Lawrence Glazer v. Chase Home Finance, LLC | U.S. Court of Appeals for the Sixth Circuit – Foreclosures Are Debt Collections Under FDCPA

UNITED STATES COURT OF APPEALS
FOR THE SIXTH CIRCUIT
_________________
LAWRENCE R. GLAZER,
Plaintiff-Appellant,

v.

CHASE HOME FINANCE LLC; CINDY A.
SMITH; REIMER, ARNOVITZ, CHERNEK &
JEFFREY CO., L.P.A.; RONALD CHERNEK;
and DARRYL E. GORMLEY,
Defendants-Appellees.

No. 10-3416
Appeal from the United States District Court
for the Northern District of Ohio at Cleveland.
No. 09-01262—Christopher A. Boyko, District Judge.
Argued: March 8, 2012
Decided and Filed: January 14, 2013
Before: GRIFFIN and KETHLEDGE, Circuit Judges; and THAPAR, District Judge.*

_________________
OPINION
_________________
GRIFFIN, Circuit Judge. This action involves claims under the Fair Debt
Collection Practices Act (“FDCPA” or the “Act”), 15 U.S.C. § 1692, and Ohio law that
plaintiff Lawrence Glazer asserts against a mortgage servicing company and the lawyers
it hired to foreclose on property Glazer inherited. The district court dismissed the
federal claims under Federal Rule of Civil Procedure 12(b)(6) and declined to exercise
jurisdiction over the state-law claims. For the reasons that follow, we affirm in part and
reverse in part. In doing so, we hold that mortgage foreclosure is debt collection under
the Act.

I.
In August 2003, non-party Charles Klie purchased property in Upper Arlington,
Ohio. He obtained financing for the purchase from non-party Coldwell Banker
Mortgage Corporation (“Coldwell Banker”) and gave Coldwell Banker a mortgage on
the property. Coldwell Banker promptly assigned its ownership rights in Klie’s note and
mortgage to the Federal National Mortgage Corporation (“Fannie Mae”) but continued
to service the loan. For reasons unknown, this assignment was never publicly recorded.
Four years later, in October 2007, Coldwell Banker transferred its servicing
rights to non-party JP Morgan Chase Bank (“JP Morgan”). This transaction did not
transfer any ownership rights in the note and mortgage (Coldwell Banker had none to
give). But in order to sell its servicing rights, Coldwell Banker had to assign whatever
rights it had in the note and mortgage (which were none) to JP Morgan, who then
reassigned the rights to Fannie Mae. On November 1, 2007, defendant Chase Home
Finance LLC (“Chase”), an arm of JP Morgan, obtained servicing rights to the Klie loan,
which was current at the time. Chase began to service the loan and accepted timely
payments for November and December of 2007 and January of 2008.
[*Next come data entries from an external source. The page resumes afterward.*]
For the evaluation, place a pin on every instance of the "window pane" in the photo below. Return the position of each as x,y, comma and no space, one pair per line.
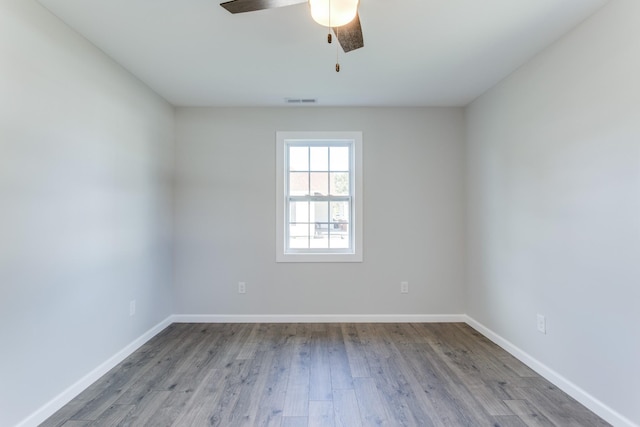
339,184
298,183
340,237
340,212
319,158
299,236
299,158
299,212
321,237
319,212
339,158
319,183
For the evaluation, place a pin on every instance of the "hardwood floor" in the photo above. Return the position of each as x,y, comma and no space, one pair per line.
349,375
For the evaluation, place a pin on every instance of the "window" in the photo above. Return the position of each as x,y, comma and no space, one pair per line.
319,197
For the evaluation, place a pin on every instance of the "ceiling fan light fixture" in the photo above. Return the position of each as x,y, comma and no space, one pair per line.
333,13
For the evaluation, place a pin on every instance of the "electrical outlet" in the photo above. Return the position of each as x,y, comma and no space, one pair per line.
542,324
404,287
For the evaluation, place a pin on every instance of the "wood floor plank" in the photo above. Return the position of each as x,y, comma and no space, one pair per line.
373,410
355,375
296,401
346,409
319,366
321,413
340,371
528,413
355,355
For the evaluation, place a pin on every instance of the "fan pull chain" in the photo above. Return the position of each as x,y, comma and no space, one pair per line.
337,52
329,34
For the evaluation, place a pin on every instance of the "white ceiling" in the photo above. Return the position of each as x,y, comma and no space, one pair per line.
416,53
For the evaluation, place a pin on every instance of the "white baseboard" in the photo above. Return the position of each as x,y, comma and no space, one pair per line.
595,405
318,318
67,395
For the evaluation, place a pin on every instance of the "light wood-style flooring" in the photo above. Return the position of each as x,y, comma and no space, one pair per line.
352,375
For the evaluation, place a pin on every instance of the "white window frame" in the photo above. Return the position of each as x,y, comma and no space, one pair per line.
354,254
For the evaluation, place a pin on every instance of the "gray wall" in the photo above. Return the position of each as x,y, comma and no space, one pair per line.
413,208
554,207
85,162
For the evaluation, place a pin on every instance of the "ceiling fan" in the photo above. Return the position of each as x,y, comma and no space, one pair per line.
340,15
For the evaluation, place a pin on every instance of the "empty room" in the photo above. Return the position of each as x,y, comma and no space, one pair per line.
319,213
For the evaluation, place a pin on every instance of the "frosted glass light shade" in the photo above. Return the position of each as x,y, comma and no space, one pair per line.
342,12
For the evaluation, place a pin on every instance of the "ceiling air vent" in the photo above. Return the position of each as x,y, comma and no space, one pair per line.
300,100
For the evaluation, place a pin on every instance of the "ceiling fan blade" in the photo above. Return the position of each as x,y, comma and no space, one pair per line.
350,35
240,6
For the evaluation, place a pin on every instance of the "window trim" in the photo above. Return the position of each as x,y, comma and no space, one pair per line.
355,139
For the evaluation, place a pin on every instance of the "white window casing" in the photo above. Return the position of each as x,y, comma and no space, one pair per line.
319,197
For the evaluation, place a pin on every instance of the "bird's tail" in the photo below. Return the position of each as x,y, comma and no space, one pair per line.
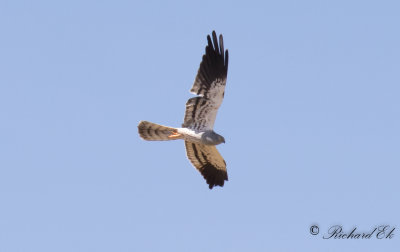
154,132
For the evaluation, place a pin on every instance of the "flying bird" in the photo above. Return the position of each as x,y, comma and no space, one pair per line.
197,128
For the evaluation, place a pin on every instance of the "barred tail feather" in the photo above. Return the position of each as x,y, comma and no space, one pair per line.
154,132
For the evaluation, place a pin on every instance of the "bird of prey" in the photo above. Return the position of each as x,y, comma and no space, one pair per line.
197,128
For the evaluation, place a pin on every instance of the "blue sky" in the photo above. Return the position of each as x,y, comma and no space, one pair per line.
310,117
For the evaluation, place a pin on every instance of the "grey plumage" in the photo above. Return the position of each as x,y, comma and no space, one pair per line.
201,111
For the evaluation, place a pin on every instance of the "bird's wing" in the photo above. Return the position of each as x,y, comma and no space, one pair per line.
208,162
209,85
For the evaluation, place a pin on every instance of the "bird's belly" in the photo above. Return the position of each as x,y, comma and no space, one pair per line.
191,135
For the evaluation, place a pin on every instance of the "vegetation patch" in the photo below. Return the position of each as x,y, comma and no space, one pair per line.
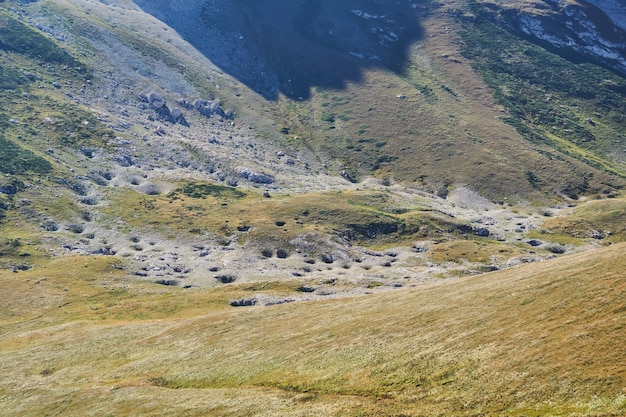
17,37
202,190
576,108
18,160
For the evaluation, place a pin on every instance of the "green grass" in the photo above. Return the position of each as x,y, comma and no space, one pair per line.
518,342
18,160
17,37
575,108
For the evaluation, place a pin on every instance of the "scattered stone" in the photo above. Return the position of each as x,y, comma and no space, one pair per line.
49,226
328,258
558,249
243,302
257,177
226,279
346,175
155,100
167,282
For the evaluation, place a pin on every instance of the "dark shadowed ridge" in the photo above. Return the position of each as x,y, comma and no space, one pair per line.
291,46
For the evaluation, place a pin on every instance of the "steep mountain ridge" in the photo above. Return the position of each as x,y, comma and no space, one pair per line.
151,137
185,231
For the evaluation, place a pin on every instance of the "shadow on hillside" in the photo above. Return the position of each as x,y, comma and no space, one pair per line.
291,46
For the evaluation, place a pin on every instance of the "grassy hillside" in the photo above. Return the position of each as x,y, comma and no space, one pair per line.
543,339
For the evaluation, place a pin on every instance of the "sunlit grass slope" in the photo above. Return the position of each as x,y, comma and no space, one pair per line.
543,339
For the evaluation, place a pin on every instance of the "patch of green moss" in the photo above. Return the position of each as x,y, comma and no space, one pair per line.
202,190
17,37
548,96
15,160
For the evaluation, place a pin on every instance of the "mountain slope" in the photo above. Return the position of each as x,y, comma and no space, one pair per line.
542,339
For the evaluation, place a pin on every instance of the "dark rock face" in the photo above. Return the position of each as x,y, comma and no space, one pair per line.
286,46
580,30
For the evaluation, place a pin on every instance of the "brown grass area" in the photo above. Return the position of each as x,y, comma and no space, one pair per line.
542,339
606,217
Klie died on January 31, 2008. By the middle of May 2008, the loan was in
default. Chase hired defendant Reimer, Arnovitz, Chernek & Jeffrey Co., LPA, and two
of its attorneys (“RACJ”) to foreclose on the Klie property. On June 2, 2008, RACJ
prepared an assignment of the note and mortgage on behalf of JP Morgan that purported
to “sell, convey and transfer all rights and interests in the Klie promissory note and the
mortgage . . . to Chase” in order to establish Chase’s right to foreclose. According to
Glazer, the assignment transferred absolutely no rights because Fannie Mae still owned
the note and mortgage by virtue of Coldwell Banker’s assignment shortly after
origination.1

In June 2008, RACJ filed a foreclosure action on Chase’s behalf in state court,
alleging that Chase held and owned the Klie promissory note and that the original note
had been lost or destroyed. According to Glazer, Chase and RACJ fraudulently
concealed the fact that Fannie Mae owned the loan, and that the original note was not
lost or destroyed and was being held by a custodian for Fannie Mae’s benefit. The
complaint named plaintiff Lawrence Glazer as someone possibly having an interest in
the Klie property, and RACJ served Glazer with process. Glazer answered and asserted
defenses. He also notified RACJ that he disputed the debt and requested verification.
RACJ refused to verify the amount of the debt or its true owner.

In July 2008, the probate court handling Klie’s estate transferred all rights in the
property to Glazer as a beneficiary under Klie’s will. RACJ filed an amended
foreclosure complaint and again represented that Chase owned the note. Litigation
continued, and RACJ eventually moved for summary judgment, representing once again
that Chase owned the Klie note. The court granted the motion and entered a decree of
foreclosure. It later vacated that ruling and demanded that RACJ produce the original
note for inspection. Despite the vacatur of the foreclosure decree, RACJ scheduled a
sheriff’s sale but later cancelled it. Chase later dismissed the foreclosure action without
prejudice.

[…]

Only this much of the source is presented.